# Deceased betta pictures.



## bryzy (Nov 3, 2012)

Everyone loves their fish. So when they leave to swim under the Rainbow Bridge u do everything u can to remember them. I'm doing drawings for FREE of your deceased bettas. I have about 20 slots open. Thanks.


----------



## madmonahan (Aug 26, 2012)

One of mine? How about venilla ice? Plenty of photos in my album! 
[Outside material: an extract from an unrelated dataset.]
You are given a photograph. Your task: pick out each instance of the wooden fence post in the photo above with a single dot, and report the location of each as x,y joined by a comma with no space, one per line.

Great that your doing this!


----------



## bryzy (Nov 3, 2012)

Ok. Ill have him sometime around maybe 4:00


----------



## madmonahan (Aug 26, 2012)

Okay. Thank you!


----------



## bryzy (Nov 3, 2012)

Sorry. I'm SUPER SICK and can't find my special colors. Can u post a picture if him?


----------



## Little Leaf (Jul 7, 2012)

A-are you copying me? If you are, I don't mind ^.^'


----------



## bryzy (Nov 3, 2012)

Oh sorry! I didn't know!


----------



## madmonahan (Aug 26, 2012)

lol hope you feel better.


----------



## Kitty Whiskers (Sep 28, 2009)

Can you do one of my most favorite Bettas that has just went to the Rainbow Bridge? I miss her so much lately! 

Her name was Spectra


----------



## bryzy (Nov 3, 2012)

alright guys.... I will get your pics soon....I've been SUPER busy


----------



## Irishdancer (Apr 5, 2011)

I'd love a picture of Excalibur! I lost him suddenly last Summer.

There are some pictures of him in this thread:
http://www.bettafish.com/showthread.php?t=72906


----------